Friday, July 27, 2007

Coral bells and half a girlie!



This is a pretty shade plant called (if I recall correctly) "Coral Bells." We have a few in the front called "Foamy Bells," which I think must refer to the flowers. This backyard guy started flowering about three weeks ago. The front yard versions (four from the nursery, two from the farmers' market) haven't shown any inclination to flower, but they are newer.
In the foreground is a kid, pure ham.

Thursday, July 26, 2007

Ripening!


We're picking a few tomatos every day now, and the cool ones - the yellow ones, the heirloom ones, the little bitty grape ones - are so much fun. If we could get Peter and the squirrels to quit picking the big, luscious green ones, we'd be set.

Saturday, July 21, 2007

Tiger lily success!



Earlier in the spring, on the first 90+ day of the year, we went to the house of a woman in Homewood who had posted on Craigslist that she had plants to give away, on a "you dig" basis. These tiger lilies were among them. We transplanted seven; one died right away, one died after a couple of months, Peter lovingly pulled the tiny buds off another, but the remaining ones have been looking promising for a while. And today the first one bloomed! I'm so happy that they like the sunny bit of garden I picked out for them, which got much sunnier after Mike and his dad took a chainsaw to a dying maple tree soon after we moved in.
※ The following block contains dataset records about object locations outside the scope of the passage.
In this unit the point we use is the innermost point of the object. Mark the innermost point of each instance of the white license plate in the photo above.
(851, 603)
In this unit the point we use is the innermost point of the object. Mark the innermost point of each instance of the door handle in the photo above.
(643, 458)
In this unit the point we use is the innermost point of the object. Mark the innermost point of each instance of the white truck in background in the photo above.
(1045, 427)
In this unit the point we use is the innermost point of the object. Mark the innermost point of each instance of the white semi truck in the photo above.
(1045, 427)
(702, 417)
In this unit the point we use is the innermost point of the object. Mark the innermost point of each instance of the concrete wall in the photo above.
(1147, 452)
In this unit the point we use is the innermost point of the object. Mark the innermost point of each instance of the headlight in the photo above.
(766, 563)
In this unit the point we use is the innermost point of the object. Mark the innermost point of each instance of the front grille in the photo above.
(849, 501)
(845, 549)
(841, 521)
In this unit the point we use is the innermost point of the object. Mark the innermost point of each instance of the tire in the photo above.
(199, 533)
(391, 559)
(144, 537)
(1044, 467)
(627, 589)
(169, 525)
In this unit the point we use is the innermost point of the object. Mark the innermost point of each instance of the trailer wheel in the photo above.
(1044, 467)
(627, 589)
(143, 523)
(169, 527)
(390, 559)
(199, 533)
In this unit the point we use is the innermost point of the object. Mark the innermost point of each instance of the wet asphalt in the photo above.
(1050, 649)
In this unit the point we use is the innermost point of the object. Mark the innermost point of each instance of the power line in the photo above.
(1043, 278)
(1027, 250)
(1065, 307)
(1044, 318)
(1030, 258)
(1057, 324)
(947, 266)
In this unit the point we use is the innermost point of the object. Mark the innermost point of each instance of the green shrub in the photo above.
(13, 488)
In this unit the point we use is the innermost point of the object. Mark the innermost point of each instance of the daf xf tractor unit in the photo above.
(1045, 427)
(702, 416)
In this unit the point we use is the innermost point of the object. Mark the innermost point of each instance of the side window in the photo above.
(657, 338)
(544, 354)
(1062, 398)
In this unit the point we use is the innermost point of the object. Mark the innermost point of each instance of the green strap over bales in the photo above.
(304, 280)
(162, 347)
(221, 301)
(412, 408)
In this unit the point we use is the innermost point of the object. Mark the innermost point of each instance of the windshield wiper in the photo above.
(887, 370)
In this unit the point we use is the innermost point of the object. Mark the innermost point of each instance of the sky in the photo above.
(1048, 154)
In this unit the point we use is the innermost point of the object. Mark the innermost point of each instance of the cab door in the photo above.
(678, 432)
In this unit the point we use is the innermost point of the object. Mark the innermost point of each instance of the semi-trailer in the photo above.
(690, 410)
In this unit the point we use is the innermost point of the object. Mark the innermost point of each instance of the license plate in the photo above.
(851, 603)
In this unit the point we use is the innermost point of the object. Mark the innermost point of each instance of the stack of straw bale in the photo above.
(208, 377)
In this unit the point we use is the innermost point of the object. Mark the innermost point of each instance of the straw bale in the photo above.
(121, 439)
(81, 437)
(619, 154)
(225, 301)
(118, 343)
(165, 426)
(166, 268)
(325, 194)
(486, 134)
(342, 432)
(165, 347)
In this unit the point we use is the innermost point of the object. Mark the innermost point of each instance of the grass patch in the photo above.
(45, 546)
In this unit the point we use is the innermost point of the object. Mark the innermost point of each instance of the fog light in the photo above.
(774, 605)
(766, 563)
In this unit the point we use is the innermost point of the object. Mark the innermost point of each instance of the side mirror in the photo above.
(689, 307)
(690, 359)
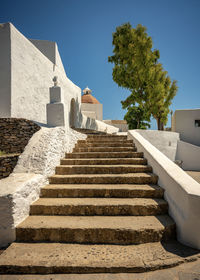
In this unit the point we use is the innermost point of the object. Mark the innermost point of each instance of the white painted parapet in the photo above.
(181, 191)
(36, 163)
(164, 141)
(189, 155)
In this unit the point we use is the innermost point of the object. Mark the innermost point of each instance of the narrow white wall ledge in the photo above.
(181, 191)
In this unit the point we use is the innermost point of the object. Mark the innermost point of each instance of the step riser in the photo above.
(106, 210)
(106, 138)
(116, 193)
(105, 149)
(89, 144)
(99, 142)
(64, 170)
(104, 180)
(94, 235)
(103, 161)
(105, 155)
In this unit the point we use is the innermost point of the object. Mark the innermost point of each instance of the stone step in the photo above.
(105, 149)
(130, 178)
(99, 142)
(105, 144)
(99, 206)
(59, 258)
(105, 155)
(104, 161)
(120, 191)
(106, 138)
(101, 169)
(96, 229)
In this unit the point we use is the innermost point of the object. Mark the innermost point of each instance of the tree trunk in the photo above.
(160, 124)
The chainsaw stopped working when the tree had been reduced to a five-foot stump, which they took out - with the additional help of our brother-in-law Scott - over Thanksgiving two years ago. (We women and children for the most part remained sensibly in the house, because it was cold, and children don't mix well with Chainsaw Fun.) Sadly, we have no photos of Chainsaw Fun, so you'll just have to imagine it.

Friday, July 20, 2007

Before and after in the back yard.



So that's Gracie hamming it up the day of our home inspection. You can see the backyard a bit behind her. We've added plants between the sidewalk and garage to make a shade garden, and we took out the shrub that's directly behind her and to the right in the first picture. That's where our veggie garden is now. I just transplanted the peony you can see behind Grace in the second picture to the front yard, along with the rest of the peonies, which were clumped in the shade at the south end of our yard. To put it nicely, they were not happy to be transplanted. They practiced passive resistance that would have made Ghandi proud, and they look - mostly dead. But mostly dead is not all dead! I hope they'll come up again in the spring, and that the new, sunny location will be better for them.

Daylily roundup.


They're a very common flower, but they're still really beautiful. Ours are blooming very well.

Thursday, July 19, 2007

Before and after pictures of our yard.



So the picture with the empty yard, but for half a dozen hostas and some very tired mulch, is the "before." The ones with tidy brick border, the fresh mulch, and the *plants* - those are the "after." When we moved in almost exactly two years ago the front garden was basically bare. We added shrubs the first fall, some perennials last summer, did a ton of transplanting last fall, and spent this spring and summer adding more perennials.


Monday, July 16, 2007

Oh, my gosh...

sunflowers at last! (Peter, quoting from one of our favorite picture books, "The Sunflower House.") Not technically *sunflowers*, they're Black-eyed Susans and purple coneflower, but we're happy anyway. The former actually (mostly) came back as perennials are supposed to, and we bought the latter at a yard sale for $2. At any rate, they bloom.